Zmusił mnie
unibet do napisania o nich negatywnego komentarza. Po pierwsze dość trudny kontakt, na maile nie odpowiadają, czat często nie działa, na przestrzeni tygodnia trzy razy z niego korzystałem i za każdym razem trafiałem na tego samego konsultanta Piotra (czy tam jeszcze ktoś pracuje?).
W moim przypadku nie chodzi o duże pieniądze (kwota 40 zł), ale sam fakt potraktowania klienta już mnie trochę przeraża. Otrzymałem zakład bez ryzyka na mecz Real-Juventus. Wymogiem jego otrzymania było spełniłenie wymogów poprzez obrócenie w Kasynie 40PLN, co też uczyniłem. Zaakceptowałem zakład bez ryzyka w sekcji moje bonusy i postawiłem zakład przedmeczowy na to spotkanie w wysokości 40PLN. Nie otrzymałem jednak zwrotu, a w sekcji "moje bonusy" widniał komunikat: "Bonus stracił ważność zanim warunki zostały
spełnione. Ta informacja jest wyświetlana tylko przez 7 dni."
Po kilkudniowym czekaniu na reakcję działu marketingu otrzymałem następującą odpowiedź:
"Pana rozliczony zakład do oferty był po czasie ważności trwania oferty aktywnej. W takiej sytuacji bonus stracił swą ważność w sytuacji kiedy zakład został rozliczony. Niestety w tej sytuacji nie mamy możliwości dopisania panu kwoty zwrotu do konta".
Teraz o co konkretnie chodzi:
1. W regulaminie zapis, że Zakład bez ryzyka ważny jest tylko jeden dzień.
2. Oferta zakładu bez ryzyka została opublikowania 12 maja, gdzieś koło 22 (przynajmniej tak na nią natrafiłem).

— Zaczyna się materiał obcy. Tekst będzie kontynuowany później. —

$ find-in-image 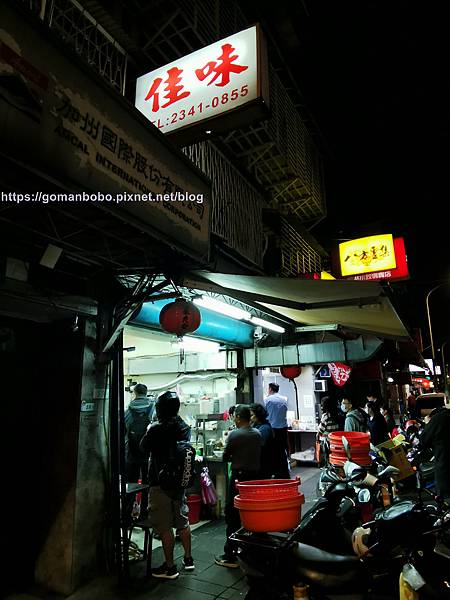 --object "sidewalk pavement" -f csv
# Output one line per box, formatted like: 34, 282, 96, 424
6, 466, 320, 600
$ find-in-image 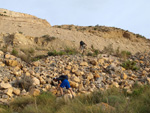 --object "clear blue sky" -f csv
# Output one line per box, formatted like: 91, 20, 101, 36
1, 0, 150, 39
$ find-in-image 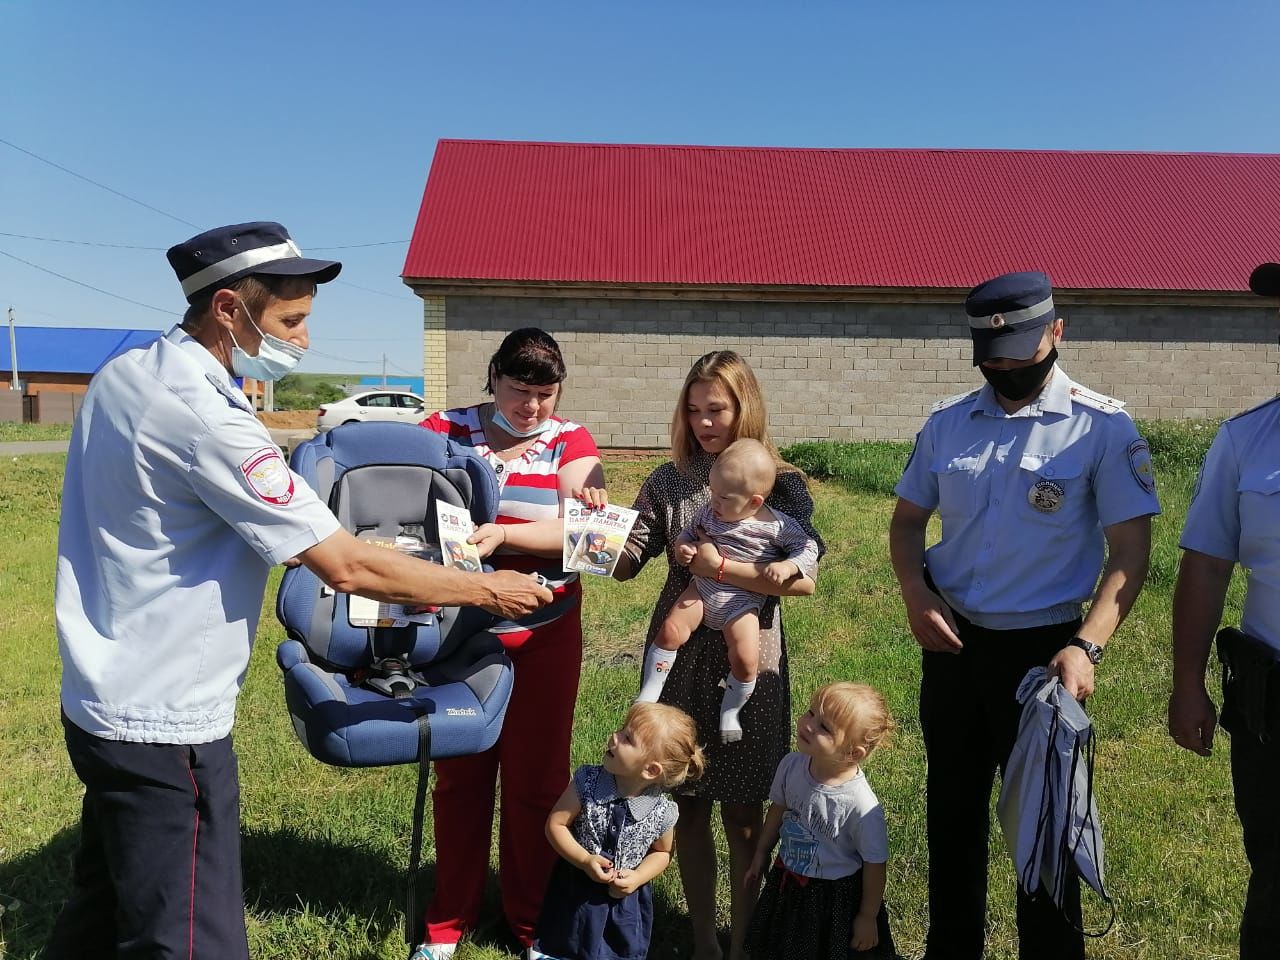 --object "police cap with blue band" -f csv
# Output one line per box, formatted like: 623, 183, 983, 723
166, 221, 342, 304
1249, 261, 1280, 298
965, 270, 1057, 365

Obróciłem wymagane środki w kasynie i zaakceptowalem bonus.
3. O godzinie 23:04:08 12 maja obstawiłem zakład na kartkę Chiellinego w meczu Real-Juve. Zakład został przegrany, miał być tym bez ryzyka.
4. Dziś na czacie otrzymuję informację, że bonus stracił swą ważność 13 maja 22:36:29. (czyli nie upłynął regulaminowy czas 24h, owszem obstawiłem inny zakład na mecz Real-Juve, ale przed spełnieniem warunków w kasynie i zaakcepotwaniem zakładu bez ryzyka. Zakład na Chiellinego został postawiony o wspomninanej 23:04). Otrzymuję również informację, że mój zaklad został rozliczony o 22:43, więc po wygaśnięciu bonusu (po pierwsze wzięli pod uwagę zły zakład, po drugie samo podejście do regulaminu idiotyczne).
5. Zadałem pytanie, że to przecież nie ode mnie zależy kiedy
unibet rozliczy zakłady za mecz, ponadto o feralnej 22:36 mecz pewnie jeszcze w ogóle trwał, a
unibet rzadko rozlicza w trakcie meczów. Odpowiedź? "To klient jest niestety odpowiedzialny za przewidywalność sytuacji."
6. W takim przypadku postawienie zakładu na awans i ewentualna dogrywka wiązałaby się z automatyczną przegraną pieniędzy. Tak samo każde przedłużenie meczu z różnych losowych powodów.
Wniosek?
Unibet proponuje swoim klientom zakłady bez ryzyka i wsadza do regulaminu zapis, który potencjalnie umożliwia im takie manipulowanie rozliczaniem zakładów (jak najpóźniejsze), by użytkownik czasowo nie zmieścil się w limicie. Bardzo duży minus dla
unibeta.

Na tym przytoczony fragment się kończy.